When you see real Tiffany glass for the first time, every discount store or restaurant chain knock-off tiffany lamp becomes an insult.

"Look at the variety of color in the blossoms themselves," said Alice Cooney Frelinghuysen, curator of an exhibition on Tiffany glass at the Metropolitan Museum in New York, while she showed off a classic wisteria lamp.

The exhibition features the glass that Louis Comfort Tiffany displayed at Laurelton Hall, his palatial, wisteria-draped Long Island country home.

"One visitor remarked that she felt it was almost impossible to distinguish where the real ones left off and the leaded glass ones began," Frelinghuysen told Sunday Morning correspondent Martha Teichner.

The wisteria is not only a signature design associated with Tiffany, it's a clue in a scholarly detective story.
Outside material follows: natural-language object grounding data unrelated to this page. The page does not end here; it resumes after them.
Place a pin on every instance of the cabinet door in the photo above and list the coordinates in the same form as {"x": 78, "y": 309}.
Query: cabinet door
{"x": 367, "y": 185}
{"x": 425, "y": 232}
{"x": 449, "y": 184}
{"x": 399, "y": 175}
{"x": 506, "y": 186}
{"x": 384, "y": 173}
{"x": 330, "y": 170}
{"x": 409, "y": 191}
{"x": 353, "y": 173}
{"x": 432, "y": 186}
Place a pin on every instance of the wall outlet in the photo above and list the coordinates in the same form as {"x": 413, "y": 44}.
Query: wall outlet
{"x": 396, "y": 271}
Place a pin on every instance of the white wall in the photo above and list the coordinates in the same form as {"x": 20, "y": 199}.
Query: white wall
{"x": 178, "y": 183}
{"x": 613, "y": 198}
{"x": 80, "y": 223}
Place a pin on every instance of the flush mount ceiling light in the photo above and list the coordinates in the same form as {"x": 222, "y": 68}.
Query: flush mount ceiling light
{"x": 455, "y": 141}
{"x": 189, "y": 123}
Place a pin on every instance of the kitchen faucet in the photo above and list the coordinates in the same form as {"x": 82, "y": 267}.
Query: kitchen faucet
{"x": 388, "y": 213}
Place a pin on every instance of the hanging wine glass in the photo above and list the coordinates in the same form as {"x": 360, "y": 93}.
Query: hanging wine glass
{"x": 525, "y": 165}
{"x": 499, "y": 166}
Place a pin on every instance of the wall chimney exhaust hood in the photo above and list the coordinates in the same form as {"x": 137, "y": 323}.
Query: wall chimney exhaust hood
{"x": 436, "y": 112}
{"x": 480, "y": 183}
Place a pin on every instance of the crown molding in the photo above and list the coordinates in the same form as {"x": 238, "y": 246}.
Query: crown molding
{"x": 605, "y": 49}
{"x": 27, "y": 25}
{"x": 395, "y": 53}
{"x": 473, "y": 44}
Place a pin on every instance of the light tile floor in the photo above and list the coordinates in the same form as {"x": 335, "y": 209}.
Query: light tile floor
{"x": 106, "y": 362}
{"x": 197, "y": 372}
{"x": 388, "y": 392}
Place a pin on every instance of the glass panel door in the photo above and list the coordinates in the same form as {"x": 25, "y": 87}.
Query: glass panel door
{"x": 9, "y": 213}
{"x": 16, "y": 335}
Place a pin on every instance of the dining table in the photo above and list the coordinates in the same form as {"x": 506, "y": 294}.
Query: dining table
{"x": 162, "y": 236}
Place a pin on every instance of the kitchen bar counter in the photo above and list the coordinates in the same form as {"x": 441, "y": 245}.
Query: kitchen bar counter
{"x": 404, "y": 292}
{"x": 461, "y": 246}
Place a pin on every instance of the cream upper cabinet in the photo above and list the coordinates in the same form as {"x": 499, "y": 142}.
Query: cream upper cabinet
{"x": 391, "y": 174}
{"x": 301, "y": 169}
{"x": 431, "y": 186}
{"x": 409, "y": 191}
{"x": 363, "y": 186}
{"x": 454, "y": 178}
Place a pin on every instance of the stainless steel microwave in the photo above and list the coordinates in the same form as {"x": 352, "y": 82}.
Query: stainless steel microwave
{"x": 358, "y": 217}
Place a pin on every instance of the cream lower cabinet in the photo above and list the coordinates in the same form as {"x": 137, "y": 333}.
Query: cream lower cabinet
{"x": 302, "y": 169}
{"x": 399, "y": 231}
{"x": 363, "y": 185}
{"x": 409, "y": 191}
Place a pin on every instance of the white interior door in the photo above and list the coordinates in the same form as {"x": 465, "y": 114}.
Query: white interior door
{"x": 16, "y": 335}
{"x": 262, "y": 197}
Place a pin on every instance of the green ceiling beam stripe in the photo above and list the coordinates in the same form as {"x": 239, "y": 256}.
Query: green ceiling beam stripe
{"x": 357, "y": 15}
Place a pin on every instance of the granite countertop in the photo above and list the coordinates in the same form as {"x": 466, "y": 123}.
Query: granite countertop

Margi Hofer, curator at the New York Historical Society, said that the wisteria lamp was actually designed by a woman named Clara Driscoll. The Historical Society has an exhibit about Driscoll and the Tiffany girls who worked for her.

"The idea that really a single woman was responsible for virtually all of the floral-themed, the nature themed shades, is really turning around Tiffany scholarship," Hofer said.

Louis Comfort Tiffany was born in 1848, the son of the founder of the famous jewelry store. He first made his name as an interior decorator to the rich and famous in the 1880s. He did the home of Mark Twain in Hartford, Conn.


Click here to see some examples of the Tiffany glass on display in New York City.
His workshops began designing pretty much anything Tiffany put in a client's house, including stained and leaded glass windows and lamps. The color was in the glass itself, not painted on. That was an innovation that made Tiffany glass world-famous.

"The glass selector would be responsible for finding just the perfect piece of glass to render whatever detail that they were trying to do, and then the glass cutter would use a glass cutter, to score around the template," Hofer said.

Driscoll made $35 a week, which was good money at the turn of the century, but today, the lamps we now know she designed would sell for as much as $750, a lot more than she could afford.

Experts Nina Gray and Martin Eidelberg are friendly rivals in Tiffany scholarship who independently discovered hundreds of the long, detailed letters Driscoll wrote to her family.

"I just blurted it out and said, 'You won't believe what I found — letters from Clara Driscoll,' and she replied, in this kind of deadpan voice, 'I already know them," Eidelberg said.

An old newspaper story made Eidelberg and Gray aware that Driscoll had designed a dragonfly lamp, which won a prize at the Paris World's Fair of 1900. From her letters, they found out that many other Tiffany classics were hers.

Artists may have worked for him, but Tiffany himself was quite a piece of work. He wore white suits, adored flowers, and built himself an exotic, 84-room, fairy tale of a country house on Long Island. Laurelton Hall was completed in 1905, on property spanning 600 acres.

But mostly Laurelton Hall was a showcase for the best of the best of Tiffany's work: The most beautiful of the stained glass windows and the most incredibly sophisticated of the vases.

Tiffany wanted Laurelton Hall to be his legacy — a sanctuary where artists could come and study. But once he died in 1933, the money began to run out and the house and most of its contents were sold. In 1957, Laurelton Hall burned down. Some items survived, and looking at them today, you can't help trying to imagine: What it would have been like, seeing them as Louis Comfort Tiffany wanted them be seen?